Most treatment-emergent adverse events were mild, the most frequently reported were diarrhea and decreased appetite, and the tirzepatide plasma half-life was 5-6 days. |
The safety, tolerability, and pharmacokinetic and pharmacodynamic profiles of tirzepatide observed in this study support once-weekly dosing in Chinese patients with T2D. |
Introduction
China accounts for approximately one-quarter of global adult cases of diabetes. Indeed, an estimated 140.9 million people in China were living with diabetes in 2021, and this number is expected to rise to 174.4 million by 2045 [1]. Despite the favorable effects of glucagon-like peptide 1 receptor agonists (GLP-1RAs)[2] and other medications in the treatment of diabetes, only around 50% of Chinese patients with type 2 diabetes (T2D) are able to achieve their therapeutic goals of glycemic control, defined as glycated hemoglobin (HbA1c) level of less than 7.0% [3], which demonstrates an urgent need for new approaches to manage hyperglycemia in Chinese people with T2D.

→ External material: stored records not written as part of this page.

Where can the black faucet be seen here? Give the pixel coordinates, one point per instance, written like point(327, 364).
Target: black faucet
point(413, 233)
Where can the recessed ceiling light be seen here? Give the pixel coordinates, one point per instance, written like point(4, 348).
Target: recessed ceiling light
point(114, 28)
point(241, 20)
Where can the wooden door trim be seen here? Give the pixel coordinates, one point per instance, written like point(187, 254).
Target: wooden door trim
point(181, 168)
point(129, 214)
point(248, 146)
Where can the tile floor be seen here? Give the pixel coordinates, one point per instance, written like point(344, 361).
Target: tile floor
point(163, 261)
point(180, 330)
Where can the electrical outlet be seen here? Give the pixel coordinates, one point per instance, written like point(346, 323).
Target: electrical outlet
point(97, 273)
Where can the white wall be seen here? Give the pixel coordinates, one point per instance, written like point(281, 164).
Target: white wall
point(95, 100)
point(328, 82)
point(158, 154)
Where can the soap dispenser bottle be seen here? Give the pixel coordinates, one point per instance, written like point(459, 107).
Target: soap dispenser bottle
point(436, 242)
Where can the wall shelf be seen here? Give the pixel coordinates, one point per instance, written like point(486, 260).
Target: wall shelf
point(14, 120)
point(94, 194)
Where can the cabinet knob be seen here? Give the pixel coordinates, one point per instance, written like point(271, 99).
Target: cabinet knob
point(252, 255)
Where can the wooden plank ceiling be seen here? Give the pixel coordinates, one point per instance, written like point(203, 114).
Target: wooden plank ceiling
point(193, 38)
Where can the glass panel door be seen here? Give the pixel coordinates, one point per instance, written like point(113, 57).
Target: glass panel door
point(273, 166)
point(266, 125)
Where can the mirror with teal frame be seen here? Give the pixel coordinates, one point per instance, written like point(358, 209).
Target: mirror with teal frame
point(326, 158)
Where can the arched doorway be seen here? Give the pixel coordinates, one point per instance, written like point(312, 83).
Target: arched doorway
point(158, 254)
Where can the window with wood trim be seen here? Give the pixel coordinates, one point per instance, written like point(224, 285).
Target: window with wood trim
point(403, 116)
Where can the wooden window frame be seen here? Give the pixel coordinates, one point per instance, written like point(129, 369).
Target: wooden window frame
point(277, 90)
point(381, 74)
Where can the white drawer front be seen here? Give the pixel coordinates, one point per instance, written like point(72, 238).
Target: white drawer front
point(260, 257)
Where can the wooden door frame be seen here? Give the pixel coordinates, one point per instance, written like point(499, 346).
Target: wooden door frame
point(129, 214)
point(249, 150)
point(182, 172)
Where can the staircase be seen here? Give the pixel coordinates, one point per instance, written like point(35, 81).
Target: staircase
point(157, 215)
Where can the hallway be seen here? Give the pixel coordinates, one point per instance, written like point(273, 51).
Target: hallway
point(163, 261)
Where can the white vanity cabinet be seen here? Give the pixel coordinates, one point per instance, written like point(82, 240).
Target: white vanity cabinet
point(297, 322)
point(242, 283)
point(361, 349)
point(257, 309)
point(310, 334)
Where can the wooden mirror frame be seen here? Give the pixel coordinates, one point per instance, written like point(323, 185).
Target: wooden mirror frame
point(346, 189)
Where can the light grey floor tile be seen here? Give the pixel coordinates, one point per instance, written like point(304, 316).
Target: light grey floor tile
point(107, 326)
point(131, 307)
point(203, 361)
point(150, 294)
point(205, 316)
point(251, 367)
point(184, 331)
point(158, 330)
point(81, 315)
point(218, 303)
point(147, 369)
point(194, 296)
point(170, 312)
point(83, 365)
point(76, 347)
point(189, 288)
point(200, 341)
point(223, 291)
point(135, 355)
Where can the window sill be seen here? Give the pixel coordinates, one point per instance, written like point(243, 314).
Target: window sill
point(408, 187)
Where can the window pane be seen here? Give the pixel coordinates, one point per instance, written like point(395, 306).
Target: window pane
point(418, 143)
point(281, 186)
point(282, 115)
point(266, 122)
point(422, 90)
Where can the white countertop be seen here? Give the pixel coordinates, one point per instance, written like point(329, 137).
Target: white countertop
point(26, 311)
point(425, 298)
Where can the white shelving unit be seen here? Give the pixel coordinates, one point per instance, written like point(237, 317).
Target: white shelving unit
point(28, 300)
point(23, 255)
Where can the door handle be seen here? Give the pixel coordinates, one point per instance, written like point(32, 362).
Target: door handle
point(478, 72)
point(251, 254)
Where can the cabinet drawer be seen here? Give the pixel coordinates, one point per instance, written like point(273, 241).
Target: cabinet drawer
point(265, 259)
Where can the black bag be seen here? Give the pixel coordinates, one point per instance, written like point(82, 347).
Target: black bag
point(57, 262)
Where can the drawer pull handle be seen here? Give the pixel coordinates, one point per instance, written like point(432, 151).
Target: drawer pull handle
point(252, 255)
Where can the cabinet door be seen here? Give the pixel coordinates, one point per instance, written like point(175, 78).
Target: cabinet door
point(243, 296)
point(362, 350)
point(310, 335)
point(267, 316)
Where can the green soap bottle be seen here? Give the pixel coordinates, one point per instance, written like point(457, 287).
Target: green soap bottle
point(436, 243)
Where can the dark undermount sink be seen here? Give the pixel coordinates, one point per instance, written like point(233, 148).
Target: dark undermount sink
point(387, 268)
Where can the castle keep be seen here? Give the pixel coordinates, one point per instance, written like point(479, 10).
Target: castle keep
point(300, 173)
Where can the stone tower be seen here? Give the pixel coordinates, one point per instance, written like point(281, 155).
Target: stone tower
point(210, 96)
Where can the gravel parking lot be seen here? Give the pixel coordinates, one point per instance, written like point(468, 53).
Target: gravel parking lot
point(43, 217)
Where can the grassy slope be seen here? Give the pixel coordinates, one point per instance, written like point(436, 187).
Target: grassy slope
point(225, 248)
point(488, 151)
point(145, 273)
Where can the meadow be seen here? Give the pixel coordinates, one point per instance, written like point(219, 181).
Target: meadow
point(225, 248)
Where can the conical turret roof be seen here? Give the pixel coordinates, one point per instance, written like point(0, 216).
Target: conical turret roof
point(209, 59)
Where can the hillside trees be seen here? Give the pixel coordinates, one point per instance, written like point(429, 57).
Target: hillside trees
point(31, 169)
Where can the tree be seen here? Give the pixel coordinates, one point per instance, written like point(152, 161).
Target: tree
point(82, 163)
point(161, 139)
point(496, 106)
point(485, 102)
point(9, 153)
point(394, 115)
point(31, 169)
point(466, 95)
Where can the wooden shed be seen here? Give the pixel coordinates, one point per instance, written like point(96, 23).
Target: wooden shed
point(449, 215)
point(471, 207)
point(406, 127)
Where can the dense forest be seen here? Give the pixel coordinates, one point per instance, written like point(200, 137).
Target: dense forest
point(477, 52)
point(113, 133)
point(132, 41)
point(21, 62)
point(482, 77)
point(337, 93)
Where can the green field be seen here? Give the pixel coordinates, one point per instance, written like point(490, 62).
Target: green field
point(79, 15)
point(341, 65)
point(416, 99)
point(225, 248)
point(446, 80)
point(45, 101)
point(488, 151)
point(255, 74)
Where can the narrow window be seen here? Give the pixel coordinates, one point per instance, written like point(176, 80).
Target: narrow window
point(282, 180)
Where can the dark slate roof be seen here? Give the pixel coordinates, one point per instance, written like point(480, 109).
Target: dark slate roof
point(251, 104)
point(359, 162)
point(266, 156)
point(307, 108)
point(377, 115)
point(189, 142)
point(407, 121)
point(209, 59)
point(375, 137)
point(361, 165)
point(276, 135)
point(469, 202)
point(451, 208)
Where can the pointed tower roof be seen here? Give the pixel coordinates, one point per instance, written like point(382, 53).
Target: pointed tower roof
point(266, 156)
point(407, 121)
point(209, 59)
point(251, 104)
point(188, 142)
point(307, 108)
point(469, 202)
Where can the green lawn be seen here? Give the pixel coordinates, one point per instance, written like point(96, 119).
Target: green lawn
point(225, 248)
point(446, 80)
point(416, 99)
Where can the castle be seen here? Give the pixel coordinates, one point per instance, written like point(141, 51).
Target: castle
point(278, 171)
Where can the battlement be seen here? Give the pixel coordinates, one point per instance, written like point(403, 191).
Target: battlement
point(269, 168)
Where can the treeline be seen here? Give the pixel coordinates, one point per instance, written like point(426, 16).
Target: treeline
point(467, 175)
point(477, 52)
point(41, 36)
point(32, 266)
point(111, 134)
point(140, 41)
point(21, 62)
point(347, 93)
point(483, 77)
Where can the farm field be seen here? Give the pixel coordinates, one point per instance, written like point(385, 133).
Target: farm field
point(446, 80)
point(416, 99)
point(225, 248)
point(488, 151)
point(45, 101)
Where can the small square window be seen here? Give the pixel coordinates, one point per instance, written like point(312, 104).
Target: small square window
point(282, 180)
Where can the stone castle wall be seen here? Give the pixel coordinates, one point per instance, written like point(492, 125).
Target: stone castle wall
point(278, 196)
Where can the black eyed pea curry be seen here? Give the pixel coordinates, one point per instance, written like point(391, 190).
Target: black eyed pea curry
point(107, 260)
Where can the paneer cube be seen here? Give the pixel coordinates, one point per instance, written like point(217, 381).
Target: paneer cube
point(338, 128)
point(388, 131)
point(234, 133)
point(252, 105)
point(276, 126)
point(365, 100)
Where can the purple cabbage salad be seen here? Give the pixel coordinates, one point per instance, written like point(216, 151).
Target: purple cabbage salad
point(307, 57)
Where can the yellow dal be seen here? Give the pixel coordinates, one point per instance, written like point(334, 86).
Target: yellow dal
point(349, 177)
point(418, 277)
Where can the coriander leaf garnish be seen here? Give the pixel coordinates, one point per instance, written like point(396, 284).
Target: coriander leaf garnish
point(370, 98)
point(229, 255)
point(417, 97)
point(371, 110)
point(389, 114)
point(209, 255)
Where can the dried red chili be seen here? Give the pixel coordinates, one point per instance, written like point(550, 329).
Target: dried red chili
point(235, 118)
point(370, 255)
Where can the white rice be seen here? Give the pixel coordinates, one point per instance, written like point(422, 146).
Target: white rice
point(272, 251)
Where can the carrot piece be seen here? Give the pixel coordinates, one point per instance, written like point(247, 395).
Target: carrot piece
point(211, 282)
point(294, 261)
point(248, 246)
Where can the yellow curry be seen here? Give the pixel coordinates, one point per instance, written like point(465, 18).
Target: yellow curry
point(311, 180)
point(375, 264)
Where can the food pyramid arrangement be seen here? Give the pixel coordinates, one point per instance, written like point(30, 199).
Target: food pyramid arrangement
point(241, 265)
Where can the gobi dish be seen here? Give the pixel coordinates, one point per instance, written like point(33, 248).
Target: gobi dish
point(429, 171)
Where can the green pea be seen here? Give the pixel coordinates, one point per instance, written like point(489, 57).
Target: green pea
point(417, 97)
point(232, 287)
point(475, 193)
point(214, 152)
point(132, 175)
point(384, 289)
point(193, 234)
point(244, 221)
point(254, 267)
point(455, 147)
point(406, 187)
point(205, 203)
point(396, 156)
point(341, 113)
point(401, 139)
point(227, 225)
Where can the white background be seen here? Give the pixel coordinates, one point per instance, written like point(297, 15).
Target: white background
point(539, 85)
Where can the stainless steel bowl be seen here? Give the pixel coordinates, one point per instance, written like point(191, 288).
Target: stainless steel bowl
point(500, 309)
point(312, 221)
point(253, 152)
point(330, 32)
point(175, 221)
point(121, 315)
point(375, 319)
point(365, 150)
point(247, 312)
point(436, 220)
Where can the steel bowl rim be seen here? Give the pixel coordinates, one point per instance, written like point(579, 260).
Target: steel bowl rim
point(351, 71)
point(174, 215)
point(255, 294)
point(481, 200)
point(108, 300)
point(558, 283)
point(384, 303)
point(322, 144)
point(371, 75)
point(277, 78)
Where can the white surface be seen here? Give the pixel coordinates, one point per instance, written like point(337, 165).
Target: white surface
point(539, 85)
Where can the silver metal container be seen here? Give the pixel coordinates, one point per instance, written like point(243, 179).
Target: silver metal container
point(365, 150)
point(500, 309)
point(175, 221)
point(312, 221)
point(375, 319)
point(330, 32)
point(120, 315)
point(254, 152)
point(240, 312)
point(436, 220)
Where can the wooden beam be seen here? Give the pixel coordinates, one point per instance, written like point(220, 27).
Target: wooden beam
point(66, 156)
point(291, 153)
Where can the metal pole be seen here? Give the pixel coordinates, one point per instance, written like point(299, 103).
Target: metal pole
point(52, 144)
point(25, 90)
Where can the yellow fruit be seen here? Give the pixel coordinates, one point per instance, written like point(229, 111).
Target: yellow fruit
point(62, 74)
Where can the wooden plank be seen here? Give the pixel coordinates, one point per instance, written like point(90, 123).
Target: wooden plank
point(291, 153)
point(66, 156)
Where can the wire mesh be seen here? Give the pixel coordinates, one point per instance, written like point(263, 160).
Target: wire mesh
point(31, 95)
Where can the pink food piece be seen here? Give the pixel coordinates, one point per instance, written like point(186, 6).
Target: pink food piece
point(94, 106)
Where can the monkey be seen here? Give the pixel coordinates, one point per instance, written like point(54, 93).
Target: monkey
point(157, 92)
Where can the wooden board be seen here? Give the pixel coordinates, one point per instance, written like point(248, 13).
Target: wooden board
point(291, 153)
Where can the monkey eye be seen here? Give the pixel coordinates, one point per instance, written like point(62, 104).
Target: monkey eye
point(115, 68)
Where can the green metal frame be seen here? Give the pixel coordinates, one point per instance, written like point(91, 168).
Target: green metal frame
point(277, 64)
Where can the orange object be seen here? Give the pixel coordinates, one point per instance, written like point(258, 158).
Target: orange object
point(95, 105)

Tirzepatide is a glucose-dependent insulinotropic polypeptide (GIP)/GLP-1 receptor agonist developed for the treatment of adults with T2D as a once-weekly subcutaneous injection, which has profound efficacy for reducing HbA1c [4–10]. In addition to the effect of GLP-1 on controlling glycemia and regulating appetite, GIP plays a central role in glycemic control by increasing postprandial glucose-dependent insulin secretion and mediating the majority of the incretin effect in healthy people [11, 12]. A study exploring the physiological mechanisms underlying tirzepatide in the treatment of T2D showed that, compared to the GLP-1RA semaglutide, tirzepatide significantly improves both insulin secretion rates and insulin sensitivity, which indicates synergistic anti-hyperglycemic efficacy as an agonist of both the GLP-1 and GIP receptors [13].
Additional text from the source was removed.